A CT scan (or cat scan) is an abreviation of Computerised Tomography. CT scans show cross sectional images of soft tissues (muscles, tendons, ligaments, cartilage etc) as well as bone and calcific deposits.
What is a CT scan?
A CT scanner is a special type of X-ray which uses multiple beams, rather than just the singular one seen in X-rays. The scanner rotates around the patient to give a clearer view of what is happening internally. The beam passes through the body part being scanned and the strength of the beam on the other side is measured. In dense tissue such as bone, the strength of the beam recieved is less and so it appears white on the film. Less tense tissue (soft tissues) appear less clearly, as a pale shadow.
CT scans are far more detailed than X-rays. Whilst a 2D image is produced by older machines, newer technology has allowed for 3D images.

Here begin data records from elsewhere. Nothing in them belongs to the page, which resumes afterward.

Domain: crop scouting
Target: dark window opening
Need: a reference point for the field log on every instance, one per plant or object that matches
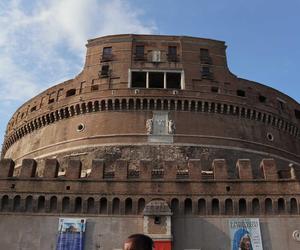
(262, 98)
(33, 109)
(71, 92)
(172, 54)
(174, 80)
(297, 113)
(240, 92)
(156, 80)
(215, 89)
(138, 80)
(139, 52)
(206, 73)
(107, 54)
(104, 71)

What is a CT Scan used for?
CT scanners were originally used for imaging the brain, but now they are used for just about any part of the body. They are especially good at picking up tumours, bleeding in the brain, aneurysms, lung disease and internal injuries such as lacerations of the kidneys or spleen.

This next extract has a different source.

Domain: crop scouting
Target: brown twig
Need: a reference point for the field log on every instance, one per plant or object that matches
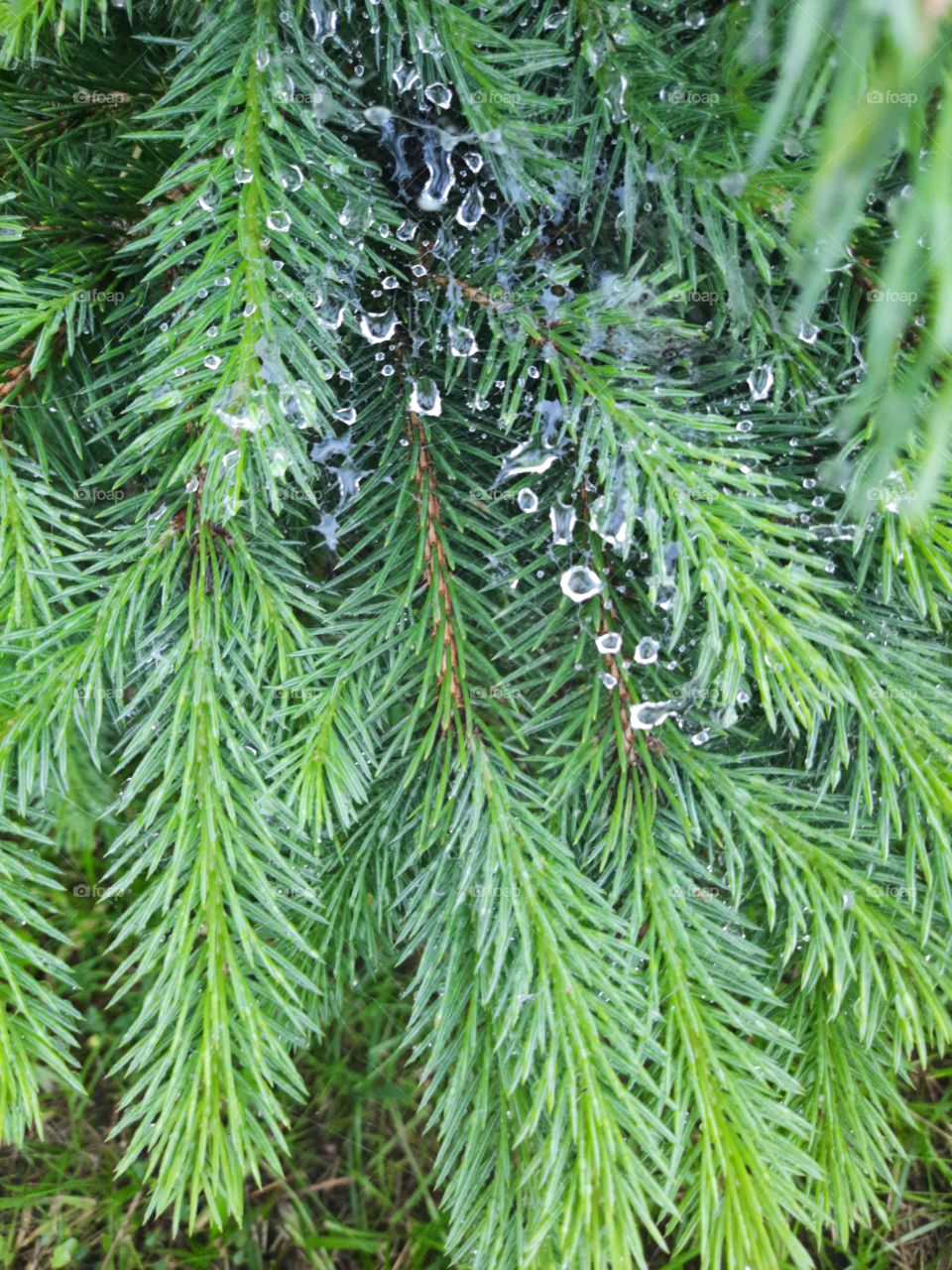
(435, 564)
(17, 375)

They are also used for bony injuries, especially in the spine. You may be offered a CT scan for suspected small fractures in complex regions such as the ankle, foot or pelvis.
What happens during a scan?
If the scan is of the abdomen, you may be asked not to eat anything for 6 hours. You may also be given a special drink which contains an X-ray dye to help make your intestines clearer on the scan. For other areas, you may be injected with a dye.
The CT scanner looks like a round tunnel. The patient (or just the body part being scanned) is moved backwards and forwards within the tunnel, until all necessary pictures and angles are taken.
Whilst a CT scan is safe and the patient is not at any risk, the multiple X-rays and so exposure to radiation, mean that a CT scan should only be requested for good reason and should not be undertaken repeatedly.